BayCare Kids patient Lizzy and her parents, top center, share how access to behavioral health services has positively impacted Lizzy’s life during a virtual meeting with U.S. Rep. Kathy Castor June 14, 2022. BayCare Behavioral Health leaders also joined the conversation as part of Family Advocacy Week.


This week, 17-year-old Lizzy from the Tampa Bay area joined nearly 50 pediatric patients from across the nation in meeting with their members of Congress as part of the Children’s Hospital Association’s annual Family Advocacy Week. Lizzy is a patient at BayCare’s Behavioral Health Center at Winter Haven Hospital, and together with her parents and leaders from BayCare, is advocating for improved access to mental health services for children and families. 

Lizzy began exhibiting issues with impulse control and oppositional behaviors at 7 years old, which led to a diagnosis of ADHD, anxiety and depression. After several physical altercations in school initiated by Lizzy and demonstrating unintentional dangerous behavior, she began treatment that included medication and counseling.

“The incidents at school really opened our eyes to things Lizzy had probably been experiencing for some time,” said Andrea, Lizzy’s mother. “It was actually a blessing because we were able to identify the diagnosis while she was still young and begin medical treatment that would help her.” 

As Lizzy got older, she began experiencing more intense episodes of depression and after feeling extremely fragile during one incident she was briefly admitted to an in-patient treatment center. While it was a traumatic experience for Lizzy and her parents, her mother notes that it did help Lizzy find a counselor that she really connects with. 

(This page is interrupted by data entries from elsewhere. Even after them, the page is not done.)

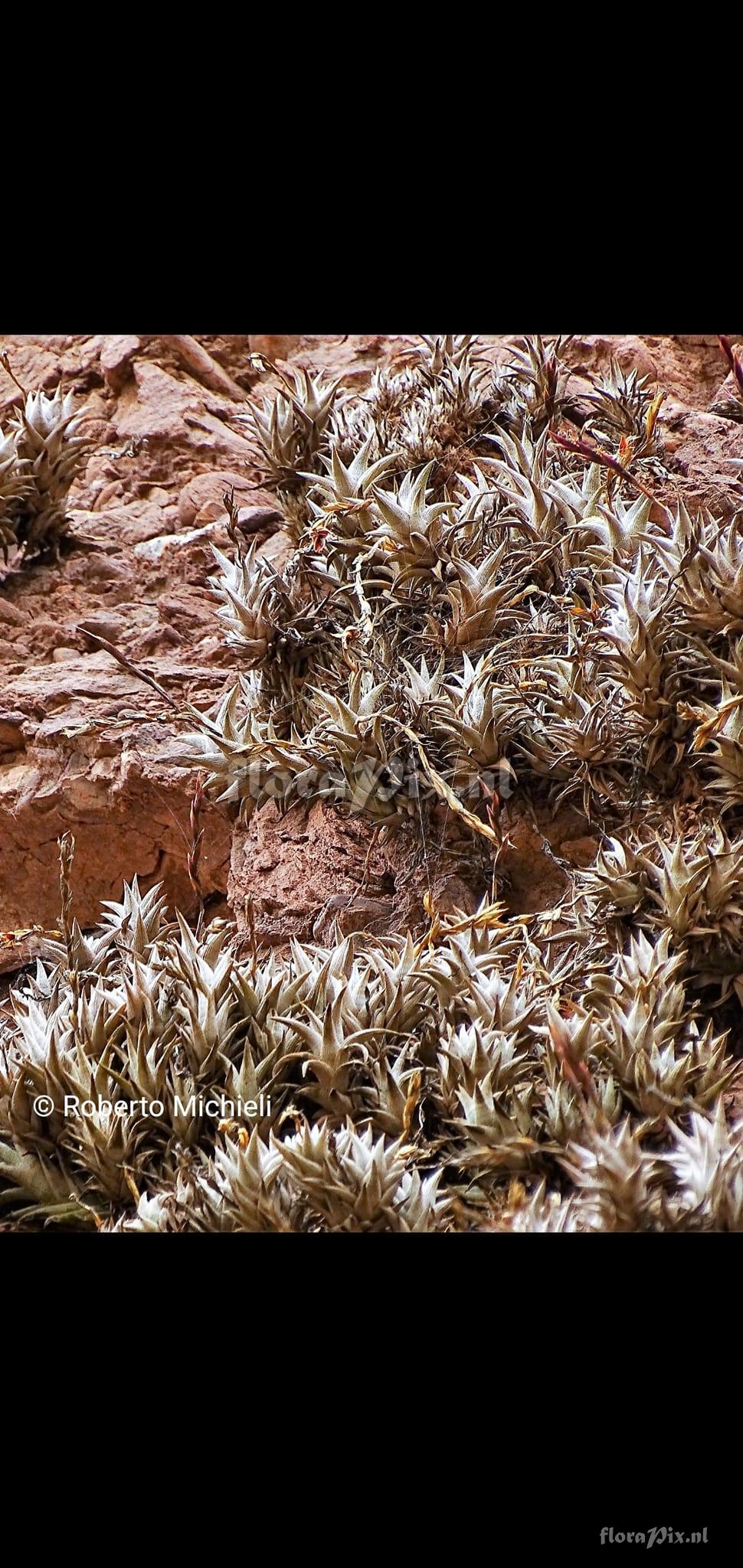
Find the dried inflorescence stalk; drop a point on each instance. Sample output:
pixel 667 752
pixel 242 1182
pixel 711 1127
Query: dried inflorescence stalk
pixel 472 609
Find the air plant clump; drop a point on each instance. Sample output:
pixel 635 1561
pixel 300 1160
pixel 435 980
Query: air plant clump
pixel 40 456
pixel 151 1080
pixel 479 607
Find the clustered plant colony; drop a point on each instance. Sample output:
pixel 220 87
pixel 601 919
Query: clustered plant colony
pixel 470 596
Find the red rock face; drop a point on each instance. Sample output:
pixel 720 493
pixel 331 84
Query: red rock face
pixel 85 746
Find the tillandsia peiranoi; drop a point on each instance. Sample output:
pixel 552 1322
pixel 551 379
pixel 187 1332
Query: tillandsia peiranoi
pixel 40 456
pixel 472 612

“She’s non-judgmental and I feel like she really listens to me,” Lizzy said. “It’s great to have someone I can talk to about difficult things. She’s helped me so much during the past five years.” 

Lizzy and her parents, Joe and Andrea, were joined by BayCare Behavioral Health Services Vice President Gail Ryder, Winter Haven Hospital Center for Behavioral Health Clinical Director Jeff Ware and BayCare Federal Government Relations Manager Lorena Hardwick during virtual meetings with U.S. Representatives Gus Bilirakis, Kathy Castor and Darren Soto. They also met with staff from the offices of Reps. Vern Buchanan and Scott Franklin and U.S. Senator Rick Scott, and will meet with Sen. Marco Rubio and staff from Rep. Charlie Crist’s office next week. 

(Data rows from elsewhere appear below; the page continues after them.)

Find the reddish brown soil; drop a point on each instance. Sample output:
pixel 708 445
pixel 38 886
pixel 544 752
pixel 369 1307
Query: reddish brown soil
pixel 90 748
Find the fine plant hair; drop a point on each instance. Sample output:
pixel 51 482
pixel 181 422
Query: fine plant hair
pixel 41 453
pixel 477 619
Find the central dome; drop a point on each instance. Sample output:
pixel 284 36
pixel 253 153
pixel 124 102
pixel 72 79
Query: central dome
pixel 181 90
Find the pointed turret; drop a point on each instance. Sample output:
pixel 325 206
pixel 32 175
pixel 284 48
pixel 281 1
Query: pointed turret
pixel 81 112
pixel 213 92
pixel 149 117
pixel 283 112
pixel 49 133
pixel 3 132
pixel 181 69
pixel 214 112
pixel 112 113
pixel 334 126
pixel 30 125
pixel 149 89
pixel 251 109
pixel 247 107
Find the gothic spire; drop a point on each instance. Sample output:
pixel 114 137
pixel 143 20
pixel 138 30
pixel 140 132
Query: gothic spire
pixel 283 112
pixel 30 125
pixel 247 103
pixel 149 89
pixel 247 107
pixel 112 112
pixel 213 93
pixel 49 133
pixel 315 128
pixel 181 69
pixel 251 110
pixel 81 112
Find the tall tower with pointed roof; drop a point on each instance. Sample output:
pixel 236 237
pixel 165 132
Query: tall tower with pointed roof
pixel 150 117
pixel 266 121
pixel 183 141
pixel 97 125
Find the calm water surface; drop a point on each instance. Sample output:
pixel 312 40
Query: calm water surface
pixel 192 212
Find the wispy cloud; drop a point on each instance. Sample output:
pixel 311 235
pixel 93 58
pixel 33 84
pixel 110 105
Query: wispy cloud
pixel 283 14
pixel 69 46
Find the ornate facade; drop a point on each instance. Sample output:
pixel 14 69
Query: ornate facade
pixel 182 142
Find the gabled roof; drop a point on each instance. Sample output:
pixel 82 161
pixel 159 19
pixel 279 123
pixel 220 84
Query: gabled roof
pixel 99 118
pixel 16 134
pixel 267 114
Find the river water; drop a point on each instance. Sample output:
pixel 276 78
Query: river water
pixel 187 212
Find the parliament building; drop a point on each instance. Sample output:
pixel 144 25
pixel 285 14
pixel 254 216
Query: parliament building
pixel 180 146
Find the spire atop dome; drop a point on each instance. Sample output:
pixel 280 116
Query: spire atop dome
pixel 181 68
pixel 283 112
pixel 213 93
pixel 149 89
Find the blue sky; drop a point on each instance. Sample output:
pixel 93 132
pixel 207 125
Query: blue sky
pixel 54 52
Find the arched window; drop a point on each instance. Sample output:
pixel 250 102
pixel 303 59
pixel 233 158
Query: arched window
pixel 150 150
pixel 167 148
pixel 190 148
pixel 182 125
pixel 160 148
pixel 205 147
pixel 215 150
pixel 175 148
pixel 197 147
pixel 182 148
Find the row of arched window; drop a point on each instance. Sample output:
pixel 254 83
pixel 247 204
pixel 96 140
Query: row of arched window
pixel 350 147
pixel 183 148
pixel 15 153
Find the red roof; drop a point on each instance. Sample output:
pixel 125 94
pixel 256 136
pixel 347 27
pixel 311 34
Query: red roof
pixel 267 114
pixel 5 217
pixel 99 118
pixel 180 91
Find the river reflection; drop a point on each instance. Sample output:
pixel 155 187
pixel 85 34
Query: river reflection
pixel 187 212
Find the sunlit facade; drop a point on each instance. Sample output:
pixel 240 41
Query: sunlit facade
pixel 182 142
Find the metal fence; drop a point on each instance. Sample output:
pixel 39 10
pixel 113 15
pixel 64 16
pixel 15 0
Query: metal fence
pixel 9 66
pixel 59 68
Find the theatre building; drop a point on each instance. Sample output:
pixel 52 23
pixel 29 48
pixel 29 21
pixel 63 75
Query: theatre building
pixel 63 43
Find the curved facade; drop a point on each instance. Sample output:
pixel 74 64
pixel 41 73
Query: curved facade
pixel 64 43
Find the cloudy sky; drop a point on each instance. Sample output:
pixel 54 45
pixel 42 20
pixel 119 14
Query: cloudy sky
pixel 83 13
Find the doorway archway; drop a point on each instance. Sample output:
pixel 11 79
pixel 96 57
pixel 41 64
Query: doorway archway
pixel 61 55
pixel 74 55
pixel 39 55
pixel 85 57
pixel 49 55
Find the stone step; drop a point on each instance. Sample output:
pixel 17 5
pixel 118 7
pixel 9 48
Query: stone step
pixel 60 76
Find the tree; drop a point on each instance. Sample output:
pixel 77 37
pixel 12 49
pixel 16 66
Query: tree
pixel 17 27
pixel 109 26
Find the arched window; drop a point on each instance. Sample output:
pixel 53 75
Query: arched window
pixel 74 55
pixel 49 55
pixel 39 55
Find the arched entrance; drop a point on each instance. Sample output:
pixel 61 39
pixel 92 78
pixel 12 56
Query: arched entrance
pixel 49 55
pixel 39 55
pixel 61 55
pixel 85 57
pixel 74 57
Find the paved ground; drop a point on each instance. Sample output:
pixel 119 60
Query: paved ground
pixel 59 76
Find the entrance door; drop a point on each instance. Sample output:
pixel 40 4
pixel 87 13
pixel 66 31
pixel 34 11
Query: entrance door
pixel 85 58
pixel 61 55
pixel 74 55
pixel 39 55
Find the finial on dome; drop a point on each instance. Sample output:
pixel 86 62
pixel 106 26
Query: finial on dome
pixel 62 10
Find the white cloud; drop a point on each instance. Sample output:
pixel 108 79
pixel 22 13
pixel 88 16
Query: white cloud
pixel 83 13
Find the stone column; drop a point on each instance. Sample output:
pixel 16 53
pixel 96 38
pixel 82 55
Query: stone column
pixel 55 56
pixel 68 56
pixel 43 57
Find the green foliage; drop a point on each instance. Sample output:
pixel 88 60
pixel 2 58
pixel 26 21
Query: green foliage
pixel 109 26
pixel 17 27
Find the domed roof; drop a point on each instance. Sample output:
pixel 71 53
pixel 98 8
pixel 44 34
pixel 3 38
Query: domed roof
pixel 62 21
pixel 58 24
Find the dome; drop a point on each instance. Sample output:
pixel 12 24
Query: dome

“Children with mental health challenges need specialized care and early intervention to make meaningful progress as adults,” said Gail. “Meeting with our members of Congress is an important way we can share these vital patient stories and educate those who can make a difference – our lawmakers.”  

During the meetings, Andrea shared that while medication has helped, the support Lizzy receives through her counselor from BayCare’s Center for Behavioral Health at Winter Haven Hospital has been crucial in helping her understand and manage her ADHD and depression and move forward. 

“Mental health parity is essential to health care,” said Lorena. “Together, Lizzy’s family and BayCare are asking Congress to enforce parity laws to remove the barriers to mental health care and create access to affordable services.”

The family also hopes that sharing their story highlights the benefit of telehealth services for mental health care. Having access to her counselor during the pandemic was vital for Lizzy, and her family is grateful she could continue her sessions from home through BayCare’s telehealth visits. 

“Maintaining permanent telehealth flexibility is essential for families with complex health care needs,” Lorena adds.